20) Who do I contact to obtain the closing documents for the loan 24 hours in advance of the closing?

You are entitled to obtain a copy of the estimated HUD settlement statement 24 hours in advance of the closing as long as you request it in writing before the 24-hour period begins. Your lender or mortgage broker can tell you who you need to contact to make this request. Having the statement ahead of time will give you and your attorney time to thoroughly review the costs of obtaining the loan and make sure that it is paying off all debt you want to be consolidated into the new loan. It also allows time for you to initiate any changes that need to be made prior to the loan closing.

An Overview of the Loan Process:

Selecting a Mortgage Broker or Lender – As stated earlier, brokers usually act as your agent with the lender. You can also deal directly with some lenders, without using a mortgage broker. Whichever you choose, ensure that you have checked out the company. Try to use companies that people you know have used and can tell you the level of service provided. Rates should be competitive with other companies. Remember that if the deal sounds too good to be true, it probably is.

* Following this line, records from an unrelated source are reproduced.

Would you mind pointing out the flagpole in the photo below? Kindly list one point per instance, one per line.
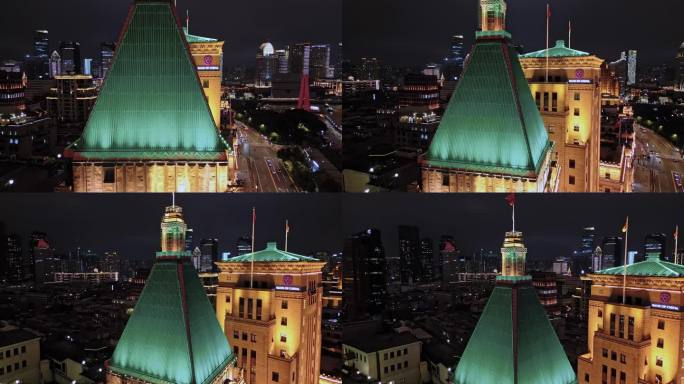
(251, 272)
(624, 265)
(287, 232)
(548, 10)
(676, 240)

The Loan Application – You will have to provide a completed loan application. Some brokers will come out to your home to take the application, you can fill one out yourself, or some brokers have Web sites that allow you to submit the application on-line. You will probably be asked to pay for a credit report and appraisal fee up front. If a broker tells you the credit report and appraisal costs are not being charged to you, make sure to get it in writing. Also verify that you will not pay for these items at the close of escrow out of your loan proceeds or that the broker will not demand payment for the fees, if you do not close the loan. The broker will also require that you submit the required documentation that the lender requires in relation to the loan program you are trying to obtain. Both the broker and lender will provide you with required disclosures regarding the terms and costs of the loan. It is important that you review these disclosures and ensure that the terms and costs meet with your approval. Ask questions about anything you do not understand.

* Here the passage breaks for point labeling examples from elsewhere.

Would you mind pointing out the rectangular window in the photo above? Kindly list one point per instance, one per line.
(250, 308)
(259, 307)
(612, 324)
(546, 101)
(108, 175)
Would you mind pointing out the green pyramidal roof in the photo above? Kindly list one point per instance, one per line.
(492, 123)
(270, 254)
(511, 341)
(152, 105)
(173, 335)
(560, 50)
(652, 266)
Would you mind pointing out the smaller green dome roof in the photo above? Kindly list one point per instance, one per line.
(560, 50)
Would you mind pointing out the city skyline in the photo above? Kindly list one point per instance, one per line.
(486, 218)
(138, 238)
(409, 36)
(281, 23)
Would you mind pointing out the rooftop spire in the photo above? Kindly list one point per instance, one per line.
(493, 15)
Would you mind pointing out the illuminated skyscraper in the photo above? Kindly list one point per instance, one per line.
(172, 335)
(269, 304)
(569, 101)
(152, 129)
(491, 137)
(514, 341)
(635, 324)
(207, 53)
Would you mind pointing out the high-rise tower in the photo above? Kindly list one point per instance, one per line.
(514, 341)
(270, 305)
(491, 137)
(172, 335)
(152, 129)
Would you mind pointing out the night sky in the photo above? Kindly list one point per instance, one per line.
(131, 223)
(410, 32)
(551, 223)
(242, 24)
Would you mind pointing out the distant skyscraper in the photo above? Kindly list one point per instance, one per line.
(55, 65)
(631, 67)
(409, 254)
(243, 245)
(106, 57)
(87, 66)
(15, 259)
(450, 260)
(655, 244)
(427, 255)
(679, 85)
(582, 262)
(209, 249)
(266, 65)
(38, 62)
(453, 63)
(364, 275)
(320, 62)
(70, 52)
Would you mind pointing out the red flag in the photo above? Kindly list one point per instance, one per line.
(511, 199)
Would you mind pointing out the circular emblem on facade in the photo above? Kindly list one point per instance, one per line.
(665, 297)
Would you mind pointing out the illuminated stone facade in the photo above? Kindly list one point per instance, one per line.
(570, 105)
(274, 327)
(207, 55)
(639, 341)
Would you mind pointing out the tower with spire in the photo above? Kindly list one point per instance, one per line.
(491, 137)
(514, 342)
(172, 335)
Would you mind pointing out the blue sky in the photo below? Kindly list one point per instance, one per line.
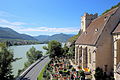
(47, 17)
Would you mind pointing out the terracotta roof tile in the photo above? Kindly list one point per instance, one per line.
(90, 36)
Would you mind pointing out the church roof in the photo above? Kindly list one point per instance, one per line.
(92, 33)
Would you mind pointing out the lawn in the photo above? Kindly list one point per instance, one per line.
(40, 77)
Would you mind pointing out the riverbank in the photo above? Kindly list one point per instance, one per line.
(20, 52)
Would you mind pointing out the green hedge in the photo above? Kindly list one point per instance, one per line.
(40, 76)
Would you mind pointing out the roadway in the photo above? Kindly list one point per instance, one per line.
(34, 72)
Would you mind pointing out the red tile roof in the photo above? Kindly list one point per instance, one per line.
(91, 35)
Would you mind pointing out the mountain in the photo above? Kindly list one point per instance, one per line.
(42, 38)
(7, 33)
(59, 37)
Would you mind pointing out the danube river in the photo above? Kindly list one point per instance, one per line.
(20, 52)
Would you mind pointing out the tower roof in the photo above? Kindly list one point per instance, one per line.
(92, 33)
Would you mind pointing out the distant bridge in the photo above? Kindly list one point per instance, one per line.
(32, 72)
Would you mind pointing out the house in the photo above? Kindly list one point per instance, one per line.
(96, 46)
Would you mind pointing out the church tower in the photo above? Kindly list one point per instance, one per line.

Processing the Loan – This is the process where the broker obtains the required information and submits it to the lender’s underwriter for loan approval. This is a critical stage in obtaining your loan. Ensure that you respond to all requests for information in a timely manner. This will increase your chances of getting the loan or learning why you don’t qualify. This is also the time you may want to lock in an interest rate. Remember to keep in contact with the broker and to monitor the loan process, ensuring that the broker is meeting the agreed upon time frames.

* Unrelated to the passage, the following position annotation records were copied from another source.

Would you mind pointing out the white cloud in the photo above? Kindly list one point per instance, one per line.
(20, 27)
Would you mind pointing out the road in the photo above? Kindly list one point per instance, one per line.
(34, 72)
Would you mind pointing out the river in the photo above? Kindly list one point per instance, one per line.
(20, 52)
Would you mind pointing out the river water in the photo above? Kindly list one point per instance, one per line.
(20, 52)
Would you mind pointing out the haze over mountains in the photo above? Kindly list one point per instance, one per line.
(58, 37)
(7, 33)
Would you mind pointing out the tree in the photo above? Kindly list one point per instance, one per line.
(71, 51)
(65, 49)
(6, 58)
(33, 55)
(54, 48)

Closing the Loan – This is the final stage of the loan process. The closing can take place at a title company, escrow company, or the broker’s office. The broker may use a signing service that will bring the documents to you for signing. No matter where the signing takes place, take your time at the closing table and carefully review and understand all the documents you will be signing. If you do not understand something, ask questions before you sign. You may want to consider hiring an attorney to review all the loan documents before they are signed. It is a small price to pay in comparison to the headaches that can follow if you fall victim to an unscrupulous lender.